I stand at the silver coated bars, watching the cruel and destructive monster sit most pathetically in the steel chair; as if it was a royally approved throne. If anyone else had of asked me to release this beast of a vampire from his cage, I would have made it my duty to stop them at any cost, even if that resulted in me giving them a cold and calculated death. I would do anything to protect the world from the most soul-less being I've ever had the infortune to greet, but she asked me- and despite the screaming in my head I'm helpless to her; not through a mythical power but the age old companionship of love. Our conjoined power mixed with this commanding flood of emotions makes a lethal concoction- almost euphoric in a sickening sense.

'Oliver of Heidelberg.' His address sends a most unwanted shiver of fear throughout me, almost as strong as the sting of an unexpected taser. I close my eyes and breathe deeply, calming my unexpectedly frazzled nerves at the sheer idea of releasing a man who could harm… actually harm is too weak of a word… a man who could if given a second destroy everything we've tried to build and everything I've came to care so profoundly for.

'Bishop.' My tongue recoils at the word, but one should not anger those who come to give help even if its regretfully an enemy many times over.

'I feel the niceties are lost on you, though I feel the crucial nature of my help should make you eager to please me Oliver… although from the what I hear you're already pleasing my daughter…'

I growl low in my throat subconsciously, and feel the sharp tug of my fangs descending and the snarl that is released from my lips is the cruel killer I lock deep inside. A smile plays at Bishop's own lips, an almost pathetic glare in his eyes; because despite everything he is only playing, toying with me taking glory in hitting my weaknesses. Or should I say weakness.

Amelie.

Over the past years our relationship has changed most profoundly and of no better word Amelie and I are intimates. We are everything from friends to lovers and leaving nothing in-between which is ultimately terrifying, in a wickedly thrilling way. We are perfect counterpoints, I'm most profoundly a warrior, though it never strays from my mind that I'm in truth her disgraced warrior; and she my Queen. After everything, our relationship blossomed especially after the Daylighters- we found that together we weren't only powerful; I'd missed her most profoundly in those mere weeks we spent apart due to my exile; and not just because of our wickedly unique natures but due to something deep and forever growing inside that makes me want to protect her and love her in a way I never thought myself possible to feel.

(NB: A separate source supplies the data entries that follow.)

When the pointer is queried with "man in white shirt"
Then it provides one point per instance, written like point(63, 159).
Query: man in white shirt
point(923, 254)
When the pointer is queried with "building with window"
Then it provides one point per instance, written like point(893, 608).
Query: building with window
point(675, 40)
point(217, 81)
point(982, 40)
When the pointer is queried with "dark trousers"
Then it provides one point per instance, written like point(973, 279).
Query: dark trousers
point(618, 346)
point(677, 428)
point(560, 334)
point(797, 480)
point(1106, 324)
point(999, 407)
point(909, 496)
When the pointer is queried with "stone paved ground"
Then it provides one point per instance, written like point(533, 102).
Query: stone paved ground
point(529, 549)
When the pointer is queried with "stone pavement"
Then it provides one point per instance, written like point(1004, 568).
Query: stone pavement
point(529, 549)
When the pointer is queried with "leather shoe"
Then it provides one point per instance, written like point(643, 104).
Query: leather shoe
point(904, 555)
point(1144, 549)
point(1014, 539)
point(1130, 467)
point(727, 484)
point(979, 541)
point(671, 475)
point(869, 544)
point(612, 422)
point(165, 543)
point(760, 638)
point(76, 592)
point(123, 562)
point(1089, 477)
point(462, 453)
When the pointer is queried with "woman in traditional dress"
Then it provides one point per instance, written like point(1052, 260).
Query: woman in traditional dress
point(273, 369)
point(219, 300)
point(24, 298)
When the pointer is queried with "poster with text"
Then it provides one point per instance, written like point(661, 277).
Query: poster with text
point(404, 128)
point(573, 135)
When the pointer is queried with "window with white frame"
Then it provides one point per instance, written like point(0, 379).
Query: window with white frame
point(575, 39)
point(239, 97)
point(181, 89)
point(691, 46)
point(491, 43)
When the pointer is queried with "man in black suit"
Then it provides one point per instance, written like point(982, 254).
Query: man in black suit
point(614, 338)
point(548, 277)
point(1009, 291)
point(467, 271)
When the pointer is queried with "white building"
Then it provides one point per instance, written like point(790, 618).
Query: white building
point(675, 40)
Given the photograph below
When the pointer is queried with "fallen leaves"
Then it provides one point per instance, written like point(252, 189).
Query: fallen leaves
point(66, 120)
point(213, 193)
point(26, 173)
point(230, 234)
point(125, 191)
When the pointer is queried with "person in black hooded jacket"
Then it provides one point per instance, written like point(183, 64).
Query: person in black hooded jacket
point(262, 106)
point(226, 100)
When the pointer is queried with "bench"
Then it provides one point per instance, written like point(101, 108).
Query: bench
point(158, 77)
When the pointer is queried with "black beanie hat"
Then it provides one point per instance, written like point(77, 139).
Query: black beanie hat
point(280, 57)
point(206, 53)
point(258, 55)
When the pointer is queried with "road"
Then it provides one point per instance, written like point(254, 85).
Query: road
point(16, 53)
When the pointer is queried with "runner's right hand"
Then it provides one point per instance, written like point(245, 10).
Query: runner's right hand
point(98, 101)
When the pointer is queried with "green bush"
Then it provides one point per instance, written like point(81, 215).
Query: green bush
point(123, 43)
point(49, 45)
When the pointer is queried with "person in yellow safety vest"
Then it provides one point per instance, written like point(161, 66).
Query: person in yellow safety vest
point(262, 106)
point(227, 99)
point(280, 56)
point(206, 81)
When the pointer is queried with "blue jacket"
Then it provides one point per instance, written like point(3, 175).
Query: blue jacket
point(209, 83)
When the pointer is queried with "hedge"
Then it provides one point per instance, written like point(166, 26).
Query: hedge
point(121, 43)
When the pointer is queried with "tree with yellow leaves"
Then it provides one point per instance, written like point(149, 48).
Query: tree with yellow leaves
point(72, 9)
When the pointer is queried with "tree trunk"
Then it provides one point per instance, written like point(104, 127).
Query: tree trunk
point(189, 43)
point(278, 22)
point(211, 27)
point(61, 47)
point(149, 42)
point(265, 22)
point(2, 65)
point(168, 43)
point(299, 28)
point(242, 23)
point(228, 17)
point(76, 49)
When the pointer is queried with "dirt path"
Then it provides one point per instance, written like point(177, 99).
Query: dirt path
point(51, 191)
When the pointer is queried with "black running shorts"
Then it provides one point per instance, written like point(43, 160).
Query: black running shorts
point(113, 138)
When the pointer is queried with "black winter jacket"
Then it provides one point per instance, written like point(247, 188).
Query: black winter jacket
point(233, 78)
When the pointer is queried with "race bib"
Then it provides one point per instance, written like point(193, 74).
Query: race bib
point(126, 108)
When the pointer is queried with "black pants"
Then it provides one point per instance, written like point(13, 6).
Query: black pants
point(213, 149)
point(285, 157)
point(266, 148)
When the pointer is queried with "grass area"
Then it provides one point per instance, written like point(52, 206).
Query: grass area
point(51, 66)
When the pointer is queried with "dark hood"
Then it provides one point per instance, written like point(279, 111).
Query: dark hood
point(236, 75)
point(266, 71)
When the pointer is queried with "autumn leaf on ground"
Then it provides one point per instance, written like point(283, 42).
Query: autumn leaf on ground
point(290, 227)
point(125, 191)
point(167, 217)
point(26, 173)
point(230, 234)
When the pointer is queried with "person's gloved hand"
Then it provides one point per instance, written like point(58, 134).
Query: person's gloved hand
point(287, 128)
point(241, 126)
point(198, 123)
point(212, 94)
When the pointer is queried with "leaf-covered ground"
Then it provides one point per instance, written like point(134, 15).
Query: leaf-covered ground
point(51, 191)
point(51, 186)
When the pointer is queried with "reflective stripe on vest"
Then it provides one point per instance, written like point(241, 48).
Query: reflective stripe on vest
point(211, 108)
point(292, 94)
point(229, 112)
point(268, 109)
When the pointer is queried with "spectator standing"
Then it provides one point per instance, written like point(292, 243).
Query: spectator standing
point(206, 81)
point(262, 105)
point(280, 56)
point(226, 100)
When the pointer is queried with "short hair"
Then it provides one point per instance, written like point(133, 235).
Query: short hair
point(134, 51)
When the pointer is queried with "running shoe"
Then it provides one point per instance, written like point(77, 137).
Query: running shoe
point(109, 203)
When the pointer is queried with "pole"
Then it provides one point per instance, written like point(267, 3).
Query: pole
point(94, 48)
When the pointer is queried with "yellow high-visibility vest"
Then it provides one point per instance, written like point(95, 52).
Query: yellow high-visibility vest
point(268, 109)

'You think too much of yourself Oliver, a flick of my wrist would see you dead upon the floor.' His smile is sickening.

'I feel I should say the same back Bishop, you are finished; your games will not work here, your wicked rule is well and truly over.' I hiss the words at him, all my anger rushing to my fingertips making it harder and harder for me to resist the urge to hurt him… but the tiny part of my common sense knows he is irrevocably our saviour from the draug- the psychic girl knew something of universal truth; something that in my early years would have seen her burnt at the stake.

I take the final step which puts me face to face with the bars, even at this distance I can feel the shiver of the silver coating reflecting on my skin- the kind of pain brought by a static sting. Amelie did not shy away from her fathers' prison, the crafted silver is of most power with the coating even at distance releasing a shock to vampire flesh. I move my hand to my pocket and bring out the eye, a large, ornate one more suited to unlocking giant old chest than the modern day structure of the cage; yet I recognise the key from previous days of battle. This key holds more purely the pain of entrapment, the lock that deserves this key is one in which can't even under vampire strength be pried open. Even against my better judgement I place the key in the lock and open the cage.

The disengaging of the lock is almost deafening.

But its Bishops' smile as he steps out the cage that makes me feel so very small and insignificant.

For the first time in a very long time, I send I slightly pray to God.

Please let this be the right thing to do.